Xing Yue at much could guess that this was Guo N'Yang's apprentice: Chufeng. She knew that immortals that always lock themselves in the library, like Guo N'Yang would get an apprentice. Just like it happened to Guo N'Yang herself with her teacher, Fengjue.

Empty jars surrounded both of them. More were stacked nearby. The brothel owner himself had abandoned his counter to watch. Customers crowded around. People shouted bets. Coins changed hands rapidly.

One merchant slammed money onto a table.

"Five silver pieces on the quiet man!"

Another customer yelled.

"No way! The girl is winning!"

A third drunken spectator shouted.

"They both look sober! Add another round!"

From near the entrance, Xing Yue and Guo N'Yang watched in stunned silence. Nearby, the brothel owner leaned toward a waiter and whispered frantically.

"We are doomed."

The waiter blinked. "What?"

"The wine is finished.". The owner nearly cried.

"Tell Old Li to brew more immediately before these people drink us into bankruptcy!"

The waiter ran.

Around them, cheering erupted as Jiang Yunxian casually emptied another cup.

Chufang responded by grabbing an entire jar. People screamed louder. From the doorway, both heavenly rivals sighed simultaneously.

"In all my decades of life," Guo N'Yang muttered while rubbing her forehead, "I have never seen people compete over who becomes drunk first.". She looked horrified.

"This is certainly new."

Mentally, she was already considering formally disowning her apprentice.

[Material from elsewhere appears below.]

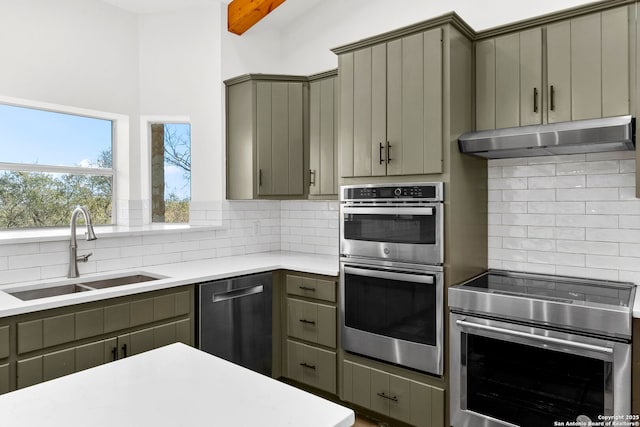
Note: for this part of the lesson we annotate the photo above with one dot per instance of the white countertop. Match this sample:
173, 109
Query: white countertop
174, 275
175, 385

Beside her, Xing Yue nodded slowly. "For once since we were formed," she said quietly, "I agree with you."

She stared at Jiang Yunxian. Then at the crowd. Then at the mountain of empty jars.

At that moment, Xing Yue began wondering how one officially, secretly, and discreetly unfriend someone without letting the heavens know they had ever been associated with in the first place.